Als ich zur Schule ging, war dreimal zwei noch gleich sechs. Beim FC Bayern war in diesem Jahr dreimal zwei gleich Null. Vergessen ist der Sieg über Madrid. Vergessen sind die vielen unterhaltsamen Fußballabende der Championsleague. Vergessen ist, dass maßgeblich die Bayern den vierten Championsleague-Qualifikations-Platz für Deutschland überhaupt ermöglichten. Nur die Titel und ersten Plätze zählen. Zweite Plätze werden als Formschwäche oder Krise gewertet. Es zählt nur das nackte Resultat, egal ob schöner Fußball gespielt wurde.
Das war einmal anders. Es gab neben gefeierten Siegen auch legendäre Niederlagen mit gefeierten Verlierern. Ich denke an die 2:4-Niederlage gegen England 1966 in Wembley und an das Jahrhundertspiel gegen Italien 1970, das Deutschland 3:4 verloren hatte. Damals begeisterten einfach die Spannung und die vielen Tore. Heute zählt nur noch das Resultat und weder der Kampf noch die Ästhetik schöner Spielzüge und Tore. Fast vergessen ist, dass zuletzt noch 2006 auch ein dritter Platz gefeiert wurde, weil der Fußball attraktiv war und die Stimmung gut, und die Einstellung der Spieler als Team stimmte. Deutscher Meister 2012 wurde übrigens das Team mit den schönsten Spielzügenl, aber auch mit der höchsten Laufleistung im Spiel, und nicht das Team mit den höchsten Anforderungen an sich selbst.
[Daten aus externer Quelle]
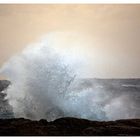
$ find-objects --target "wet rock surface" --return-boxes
[0,117,140,136]
[0,80,14,119]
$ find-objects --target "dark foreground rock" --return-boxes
[0,117,140,136]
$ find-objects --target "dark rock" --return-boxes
[0,80,14,119]
[0,80,11,92]
[39,119,48,125]
[82,127,106,136]
[0,117,139,136]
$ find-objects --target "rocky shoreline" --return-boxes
[0,117,140,136]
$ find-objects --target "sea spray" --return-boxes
[0,33,138,121]
[0,40,77,120]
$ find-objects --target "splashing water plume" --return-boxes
[0,32,138,121]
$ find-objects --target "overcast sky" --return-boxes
[0,4,140,78]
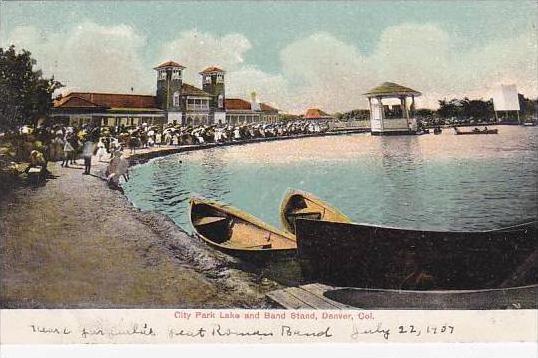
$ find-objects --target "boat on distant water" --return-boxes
[295,219,537,290]
[190,196,297,261]
[323,284,538,309]
[280,189,351,234]
[453,127,498,135]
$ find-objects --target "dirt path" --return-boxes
[0,151,281,308]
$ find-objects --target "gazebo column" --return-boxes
[401,96,409,120]
[378,96,384,131]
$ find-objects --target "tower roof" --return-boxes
[200,66,225,74]
[154,60,185,70]
[364,82,421,97]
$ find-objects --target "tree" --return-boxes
[460,97,493,120]
[437,98,462,119]
[0,45,63,131]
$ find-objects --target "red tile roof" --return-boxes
[53,95,103,108]
[154,60,185,69]
[200,66,225,74]
[225,98,279,112]
[180,83,212,97]
[54,92,158,109]
[225,98,252,110]
[304,108,333,119]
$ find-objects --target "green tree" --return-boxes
[0,45,63,131]
[460,97,493,120]
[437,98,462,119]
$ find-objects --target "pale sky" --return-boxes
[1,1,536,113]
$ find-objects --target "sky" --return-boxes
[1,1,536,113]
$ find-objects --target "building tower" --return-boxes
[199,66,226,124]
[154,61,185,124]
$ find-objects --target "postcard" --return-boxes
[0,0,536,350]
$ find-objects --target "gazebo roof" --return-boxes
[364,82,421,97]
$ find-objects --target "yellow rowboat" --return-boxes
[280,189,351,234]
[190,196,297,261]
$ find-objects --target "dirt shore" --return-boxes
[0,146,284,308]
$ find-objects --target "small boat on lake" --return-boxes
[323,284,538,310]
[280,189,351,234]
[295,219,537,290]
[190,196,297,261]
[453,127,498,135]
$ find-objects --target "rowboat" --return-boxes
[189,196,297,261]
[280,189,351,234]
[453,127,498,135]
[295,219,537,290]
[323,284,538,309]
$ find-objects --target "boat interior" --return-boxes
[191,202,296,250]
[284,195,347,229]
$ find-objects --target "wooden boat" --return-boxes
[433,127,442,135]
[295,219,537,290]
[190,196,297,261]
[323,284,538,309]
[453,127,498,135]
[280,189,351,234]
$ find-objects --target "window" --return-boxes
[218,94,224,108]
[172,69,182,80]
[186,98,209,111]
[173,92,180,107]
[204,75,211,84]
[216,73,224,83]
[159,70,167,80]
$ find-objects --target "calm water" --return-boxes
[124,126,537,233]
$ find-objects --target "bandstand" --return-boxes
[364,82,422,135]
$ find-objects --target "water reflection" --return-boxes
[198,149,231,200]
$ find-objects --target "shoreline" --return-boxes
[1,129,369,308]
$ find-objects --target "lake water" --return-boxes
[123,126,537,234]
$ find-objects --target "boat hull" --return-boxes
[455,129,498,135]
[323,285,538,309]
[190,197,297,263]
[295,219,537,290]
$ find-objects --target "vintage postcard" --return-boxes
[0,0,536,350]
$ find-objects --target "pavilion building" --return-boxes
[51,61,280,127]
[363,82,421,135]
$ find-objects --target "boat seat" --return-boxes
[193,216,229,227]
[288,208,322,216]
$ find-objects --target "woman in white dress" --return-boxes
[96,138,108,162]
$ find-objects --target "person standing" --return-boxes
[95,138,107,162]
[81,137,94,175]
[62,135,74,167]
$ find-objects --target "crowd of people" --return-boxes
[11,120,331,186]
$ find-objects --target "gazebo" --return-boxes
[364,82,422,135]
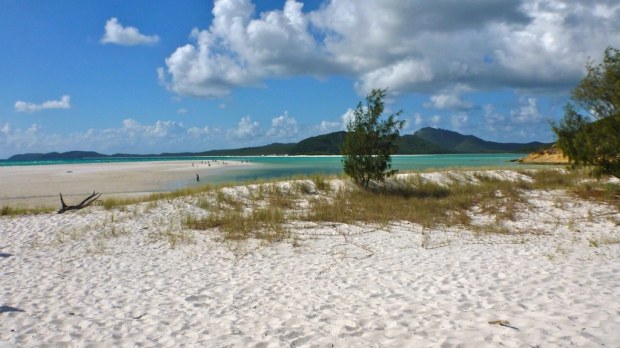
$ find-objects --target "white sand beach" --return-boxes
[1,169,619,347]
[0,160,251,208]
Bei der Kirche zählt hoffentlich nicht das Resultat allein. Die Diakonie bemüht sich häufig um die, die nicht konkurrenzfähig und abgestiegen sind. Schülerinnen und Schüler aller Schulformen sitzen zusammen im Konfirmandenunterricht. Da wird nicht nach Leistung ausgesiebt. Die Musik im Chor ist immer ein Gemeinschaftswerk. Es stört eher, wenn einer laut tönend alle anderen dominiert, selbst wenn er gut singen kann. Moderne Gottesdienste sind auch keine One-Man-Show mit Begleitmusik mehr, sondern verschiedenste Gaben sind gefordert, um sich zu ergänzen und nicht um miteinander zu konkurrieren. Chöre und Bands singen. Damit es klingt, sind auch Computerkenntnisse und Technik gefragt. Laienschauspieler können sich verwirklichen. Kinder werden betreut. Die Räume sind kreativ gestaltet und „Handwerker“ gestalten die Kulissen. Dazu werden die Gäste nach dem Gottesdienst beköstigt. Wichtig ist, dass es Spaß macht, wenn man sich Mühe gibt, dann wird das Resultat von selbst gut.
Was heißt hier „von selbst“? Auf der Liste der vom Aussterben bedrohten Worte stehen zwei aus der Kirchensprache, die uns lehren, dass man den Erfolg nicht erzwingen kann: „Gnade“ und „Segen“. Weil das Dortmunder Umfeld dem Team die Gnade gewährte, in der Championsleague verlieren zu dürfen, spielten sie relativ locker, aber engagiert weiter, und wurden mit zwei anderen Titeln gesegnet. Es ist wie im richtigen Leben. Ohne Bemühen und Fleiß geht nichts, aber die Ernte muss einem, wie in der Landwirtschaft, von Gott dazu geschenkt werden, damit der entscheidende Elfer nicht vor lauter Verkrampftheit und lauter “Pech“ an den Pfosten geht.